I don’t often hear people say this about my boys, but I can tell they’re thinking it. The disapproving looks. The not-so-subtle eye rolls. The exasperation and frustration.
They wonder how we could possibly let them get away with that.
After all, all they need is a good whipping.
You know, when they were younger, I sometimes listened to those people. I did spank my boys, and I regret it every day! I wonder what would be different now if we hadn’t spanked. Would there be less anxiety in the house, would they have less trust issues? Would they hurt each other and themselves less?
No one really knows for sure.
I love my boys, and everything about them. But sometimes, I’ve gotta admit…Autism sucks. High functioning autism is invisible…Until it isn’t. These guys are just enough to the left or right of normal that they act, feel, behave, and ARE different. It’s not a disability. It just IS THEM.
They are different enough that they KNOW they’re different. But there’s nothing they can do about it, except hide, pretend, mimic. They will never be just like everyone else. They aren’t even just like each other, for goodness’ sake! They will always wonder what else they can do to be like everyone else.
There are things we can do to help them through life. To function in the “normal” world. But they will always have autism. THEY will always be the ones to try to conform to others’ standards.

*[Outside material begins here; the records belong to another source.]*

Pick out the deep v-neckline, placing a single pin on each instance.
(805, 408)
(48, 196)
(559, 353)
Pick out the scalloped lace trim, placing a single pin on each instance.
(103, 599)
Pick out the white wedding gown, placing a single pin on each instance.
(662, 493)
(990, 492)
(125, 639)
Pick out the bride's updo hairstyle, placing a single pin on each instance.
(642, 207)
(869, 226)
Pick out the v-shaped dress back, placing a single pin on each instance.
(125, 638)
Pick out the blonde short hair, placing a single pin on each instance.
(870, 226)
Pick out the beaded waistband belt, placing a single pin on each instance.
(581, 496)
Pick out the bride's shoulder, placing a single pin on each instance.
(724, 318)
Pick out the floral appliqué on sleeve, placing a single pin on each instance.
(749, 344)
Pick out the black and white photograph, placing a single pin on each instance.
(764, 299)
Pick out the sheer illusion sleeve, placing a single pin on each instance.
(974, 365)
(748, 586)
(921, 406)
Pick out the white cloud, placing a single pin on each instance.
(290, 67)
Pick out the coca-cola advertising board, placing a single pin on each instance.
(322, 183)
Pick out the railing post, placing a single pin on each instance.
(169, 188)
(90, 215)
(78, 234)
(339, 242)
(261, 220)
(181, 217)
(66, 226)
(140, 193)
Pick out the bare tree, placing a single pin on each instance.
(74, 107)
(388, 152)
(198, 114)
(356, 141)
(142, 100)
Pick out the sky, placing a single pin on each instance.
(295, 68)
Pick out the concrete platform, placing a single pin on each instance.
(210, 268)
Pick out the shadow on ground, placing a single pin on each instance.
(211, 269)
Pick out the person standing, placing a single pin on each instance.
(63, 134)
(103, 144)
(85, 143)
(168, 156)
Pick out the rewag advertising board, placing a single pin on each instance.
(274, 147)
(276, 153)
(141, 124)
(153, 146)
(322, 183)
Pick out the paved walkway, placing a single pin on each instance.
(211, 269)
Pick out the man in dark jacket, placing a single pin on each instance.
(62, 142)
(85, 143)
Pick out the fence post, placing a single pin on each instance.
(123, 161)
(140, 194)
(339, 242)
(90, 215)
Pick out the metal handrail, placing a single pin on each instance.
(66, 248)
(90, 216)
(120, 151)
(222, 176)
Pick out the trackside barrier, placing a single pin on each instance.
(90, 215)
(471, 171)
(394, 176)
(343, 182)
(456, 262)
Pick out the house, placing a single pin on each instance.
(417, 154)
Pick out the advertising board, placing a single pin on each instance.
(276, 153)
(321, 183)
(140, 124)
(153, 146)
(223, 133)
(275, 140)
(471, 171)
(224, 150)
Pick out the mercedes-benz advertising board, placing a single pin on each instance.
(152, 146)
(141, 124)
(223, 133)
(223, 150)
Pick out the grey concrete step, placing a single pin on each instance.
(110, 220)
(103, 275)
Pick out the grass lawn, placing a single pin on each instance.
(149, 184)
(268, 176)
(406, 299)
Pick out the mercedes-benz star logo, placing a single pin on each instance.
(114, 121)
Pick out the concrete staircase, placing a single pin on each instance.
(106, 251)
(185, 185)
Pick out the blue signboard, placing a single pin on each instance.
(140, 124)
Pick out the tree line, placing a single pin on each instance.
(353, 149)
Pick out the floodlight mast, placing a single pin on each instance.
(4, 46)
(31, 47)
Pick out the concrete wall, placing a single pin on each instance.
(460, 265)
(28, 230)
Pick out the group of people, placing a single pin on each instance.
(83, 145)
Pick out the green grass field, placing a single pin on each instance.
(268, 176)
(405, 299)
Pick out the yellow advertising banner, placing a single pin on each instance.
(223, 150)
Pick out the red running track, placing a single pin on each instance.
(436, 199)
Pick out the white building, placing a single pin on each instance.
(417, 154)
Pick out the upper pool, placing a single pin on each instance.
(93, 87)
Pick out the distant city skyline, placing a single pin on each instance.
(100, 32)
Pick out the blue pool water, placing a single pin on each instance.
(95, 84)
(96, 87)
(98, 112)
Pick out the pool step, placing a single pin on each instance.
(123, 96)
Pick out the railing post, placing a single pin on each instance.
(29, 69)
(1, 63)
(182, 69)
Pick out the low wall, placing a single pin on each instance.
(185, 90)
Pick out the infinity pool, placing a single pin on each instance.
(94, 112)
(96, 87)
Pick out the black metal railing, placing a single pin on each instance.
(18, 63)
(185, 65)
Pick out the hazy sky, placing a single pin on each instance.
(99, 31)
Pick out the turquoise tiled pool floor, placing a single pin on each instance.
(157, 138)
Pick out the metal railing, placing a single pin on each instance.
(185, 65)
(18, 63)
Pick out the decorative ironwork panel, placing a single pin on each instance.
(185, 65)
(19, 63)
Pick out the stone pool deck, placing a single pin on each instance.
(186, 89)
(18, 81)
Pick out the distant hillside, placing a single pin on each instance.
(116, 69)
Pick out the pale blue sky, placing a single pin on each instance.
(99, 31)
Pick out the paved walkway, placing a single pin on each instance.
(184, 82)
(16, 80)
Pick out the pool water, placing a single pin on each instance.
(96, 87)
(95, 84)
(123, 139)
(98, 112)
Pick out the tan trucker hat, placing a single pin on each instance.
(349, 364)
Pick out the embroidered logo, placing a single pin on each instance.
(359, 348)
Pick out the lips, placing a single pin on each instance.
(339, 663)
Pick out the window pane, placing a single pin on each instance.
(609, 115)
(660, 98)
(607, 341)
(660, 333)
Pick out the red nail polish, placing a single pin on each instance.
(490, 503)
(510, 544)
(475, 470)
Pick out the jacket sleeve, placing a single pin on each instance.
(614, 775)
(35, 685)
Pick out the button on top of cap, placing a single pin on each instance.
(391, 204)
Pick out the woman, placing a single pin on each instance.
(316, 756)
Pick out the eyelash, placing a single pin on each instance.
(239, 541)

Knowing that Jerry and I are definitely on the spectrum as well (the two of us haven’t been tested, but when the boys were tested, everything resonated so loudly and clearly that we just KNEW, and mysterious pieces of our childhoods fell into place!) makes it a little easier, in a way. We are, after all, a family of misfits.
But it still hurts to have others doubt our parenting abilities, to feel judged, to feel less than, and to know that people are looking down at our precious boys.
It’s kind of funny that everyone always tells kids to just be yourself. Then make sure that the kids know that isn’t what they meant at all…
I have to admit, I really didn’t have a point for this post. I am just feeling the sting of reality today, and I don’t like it.